Investors welcomed Alibaba’s first guidance and shares of BABA climbed as much as 4% on the day. Meanwhile, the stock crushed its average daily volume, as nearly 22.3 million shares moved hands compared with just 14.8 million on average.

Given this, investors could easily play the upcoming growth in a basket form through ETFs. We have highlighted ETFs having the highest allocation to this Chinese e-commerce giant that will be in focus in the days ahead.

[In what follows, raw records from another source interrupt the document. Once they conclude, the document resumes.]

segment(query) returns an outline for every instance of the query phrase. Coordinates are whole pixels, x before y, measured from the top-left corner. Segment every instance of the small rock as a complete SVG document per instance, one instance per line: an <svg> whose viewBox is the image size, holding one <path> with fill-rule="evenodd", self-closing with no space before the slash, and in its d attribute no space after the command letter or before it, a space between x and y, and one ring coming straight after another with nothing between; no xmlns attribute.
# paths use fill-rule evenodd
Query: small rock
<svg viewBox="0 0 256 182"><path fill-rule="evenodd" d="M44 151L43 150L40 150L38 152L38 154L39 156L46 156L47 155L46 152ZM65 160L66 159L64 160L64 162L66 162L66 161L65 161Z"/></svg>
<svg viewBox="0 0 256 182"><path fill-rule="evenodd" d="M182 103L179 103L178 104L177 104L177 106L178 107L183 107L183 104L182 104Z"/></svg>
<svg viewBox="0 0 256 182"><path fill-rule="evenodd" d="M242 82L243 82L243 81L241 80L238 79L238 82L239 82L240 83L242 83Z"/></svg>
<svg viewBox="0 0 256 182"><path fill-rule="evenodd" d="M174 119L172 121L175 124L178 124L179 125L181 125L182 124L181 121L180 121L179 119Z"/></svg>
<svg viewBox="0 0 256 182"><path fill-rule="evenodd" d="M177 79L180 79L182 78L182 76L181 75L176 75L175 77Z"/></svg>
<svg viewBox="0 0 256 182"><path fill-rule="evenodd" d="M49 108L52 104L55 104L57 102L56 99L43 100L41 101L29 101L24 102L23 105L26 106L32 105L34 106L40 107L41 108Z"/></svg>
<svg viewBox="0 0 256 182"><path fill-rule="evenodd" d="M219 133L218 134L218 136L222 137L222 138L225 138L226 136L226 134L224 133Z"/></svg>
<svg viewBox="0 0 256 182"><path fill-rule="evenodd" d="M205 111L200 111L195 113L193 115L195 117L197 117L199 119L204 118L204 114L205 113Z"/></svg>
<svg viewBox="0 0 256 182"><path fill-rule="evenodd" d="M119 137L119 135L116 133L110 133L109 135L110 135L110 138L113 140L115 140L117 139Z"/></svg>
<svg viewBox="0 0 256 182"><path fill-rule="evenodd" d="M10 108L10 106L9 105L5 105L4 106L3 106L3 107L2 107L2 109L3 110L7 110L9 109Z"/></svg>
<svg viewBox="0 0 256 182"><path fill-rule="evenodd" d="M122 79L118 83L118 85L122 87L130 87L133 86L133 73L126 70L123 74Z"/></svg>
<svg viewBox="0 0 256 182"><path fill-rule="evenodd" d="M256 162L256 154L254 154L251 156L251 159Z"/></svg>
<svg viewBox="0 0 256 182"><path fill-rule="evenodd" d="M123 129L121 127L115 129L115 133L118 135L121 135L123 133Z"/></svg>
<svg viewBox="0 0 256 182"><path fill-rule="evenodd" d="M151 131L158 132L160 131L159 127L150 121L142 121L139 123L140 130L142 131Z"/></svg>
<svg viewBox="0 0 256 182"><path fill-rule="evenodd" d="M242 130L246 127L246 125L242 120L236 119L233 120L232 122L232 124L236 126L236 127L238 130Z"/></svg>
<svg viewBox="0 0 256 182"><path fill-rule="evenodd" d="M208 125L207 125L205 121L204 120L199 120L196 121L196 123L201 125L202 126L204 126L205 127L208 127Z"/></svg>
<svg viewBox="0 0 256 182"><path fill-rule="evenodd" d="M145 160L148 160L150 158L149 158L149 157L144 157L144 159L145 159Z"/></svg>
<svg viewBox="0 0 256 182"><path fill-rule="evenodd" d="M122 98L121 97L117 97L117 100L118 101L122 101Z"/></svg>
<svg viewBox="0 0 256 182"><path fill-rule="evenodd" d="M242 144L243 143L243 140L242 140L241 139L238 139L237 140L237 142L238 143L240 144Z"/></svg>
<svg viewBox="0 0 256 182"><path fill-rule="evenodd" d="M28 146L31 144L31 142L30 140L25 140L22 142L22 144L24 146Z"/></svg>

BLDRS Emerging Markets 50 ADR Index Fund

The product offers exposure to 52 emerging market-based depositary receipts by tracking the BNY Mellon Emerging Markets 50 ADR Index. About 39.4% of the portfolio is allotted to Chinese firms with Alibaba occupying the second position at 10.7%. Brazil, Taiwan and India round off the next three spots in terms of country exposure. From a sector look, information technology accounts for 37.2% share, followed by telecom (16.2%) and financials (14.9%). ADRE has amassed $117 million in its asset base while trades in a light volume of about 11,000 shares. It charges 30 bps in fees per year and has a Zacks ETF Rank of 3 or ‘Hold’ rating with a Medium risk outlook (read: Emerging Market ETFs--Value Play or Value Trap?).

First Trust International IPO ETF (FPXI - Free Report)

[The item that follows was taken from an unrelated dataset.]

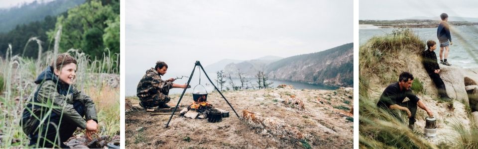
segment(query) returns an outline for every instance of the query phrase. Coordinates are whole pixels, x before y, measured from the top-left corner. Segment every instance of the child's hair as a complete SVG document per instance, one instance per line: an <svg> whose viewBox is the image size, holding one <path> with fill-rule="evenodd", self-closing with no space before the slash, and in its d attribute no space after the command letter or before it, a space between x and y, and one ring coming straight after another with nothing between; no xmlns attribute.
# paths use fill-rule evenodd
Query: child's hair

This product provides exposure to the largest and most liquid companies that are domiciled outside the U.S. by tracking the IPOX International Index. Holding 50 stocks in its basket, Alibaba occupies the top position with 10.5% allocation. About one-fourth of the portfolio is skewed toward Japanese firms while Chinese and German firms round off the next two spots. From a sector look, financials takes the largest share at 45.2%, closely followed by information technology, consumer discretionary and industrials. The product has been able to manage $1.3 million in its asset base and charges 70 bps in fees per year. Volume is light exchanging 30,000 shares in hand on average. It has a Zacks ETF Rank of 4 or ‘Sell’ rating.

Guggenheim BRIC ETF

This product provides exposure to BRIC countries and follows the BNY Mellon BRIC Select DR Index. In total, it holds 105 stocks with Alibaba at the top position, accounting for 10.5% of assets. More than one-fourth of the portfolio is dominated by information technology while energy, financials and telecom services round off to next three spots with a double-digit exposure each. The ETF has $84.4 million in AUM and sees paltry volume of more than 8,000 shares. Expense ratio came in at 0.64%. The fund has a Zacks ETF Rank of 3 with a Medium risk outlook.

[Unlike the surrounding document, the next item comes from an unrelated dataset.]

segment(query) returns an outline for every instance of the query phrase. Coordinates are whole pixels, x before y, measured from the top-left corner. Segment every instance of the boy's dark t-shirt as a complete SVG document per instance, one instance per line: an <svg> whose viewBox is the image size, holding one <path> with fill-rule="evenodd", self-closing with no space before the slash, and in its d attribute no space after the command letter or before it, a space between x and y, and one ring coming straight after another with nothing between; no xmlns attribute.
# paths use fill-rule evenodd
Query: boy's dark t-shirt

Renaissance IPO ETF (IPO - Free Report)

This ETF follows the Renaissance IPO Index, which holds the largest and most-liquid newly listed U.S. initial public offerings. Currently, the product holds 64 securities and BABA takes the top spot in the basket with 10.0% of assets. From a sector look, technology stocks make up for 30% share while financials and healthcare make up for a double-digit exposure each. The fund has attracted $13.6 million in its asset base and sees a paltry volume of about 4,000 shares per day on average. It charges 60 bps in fees per year (read: Should You Buy IPO ETFs on Busy Activity?).

KraneShares CSI China Internet Fund (KWEB - Free Report)

This product provides concentrated exposure to the Chinese Internet market by tracking the CSI China Overseas Internet Index. In total, the fund holds 37 securities in its basket with Alibaba occupying the second position at 9.6%. The technology sector makes up for a substantial 61.8% of total assets, while consumer discretionary takes the remainder with just 1.4% allotted to industrials. The ETF has amassed $118.7 million in its asset base and charges 71 bps in annual fees. Volume is good as it exchanges 127,000 shares in hand per day (see: Volatility Abates in Chinese Stocks; Time to Buy These ETFs?).

SPDR S&P BRIC 40 ETF

This ETF tracks BRIC nations with the help of S&P BRIC 40 Index. Holding 44 stocks in its basket, Alibaba occupies the second position with 9.2% share. Here, financials and information technology are the top two sectors accounting for 38% and 31.2%, respectively. The fund has accumulated $68.2 million in its asset base and trades in volume of around 13,000 shares. It charges 0.49% in expense ratio and has a Zacks ETF Rank of 4 with a Medium risk outlook.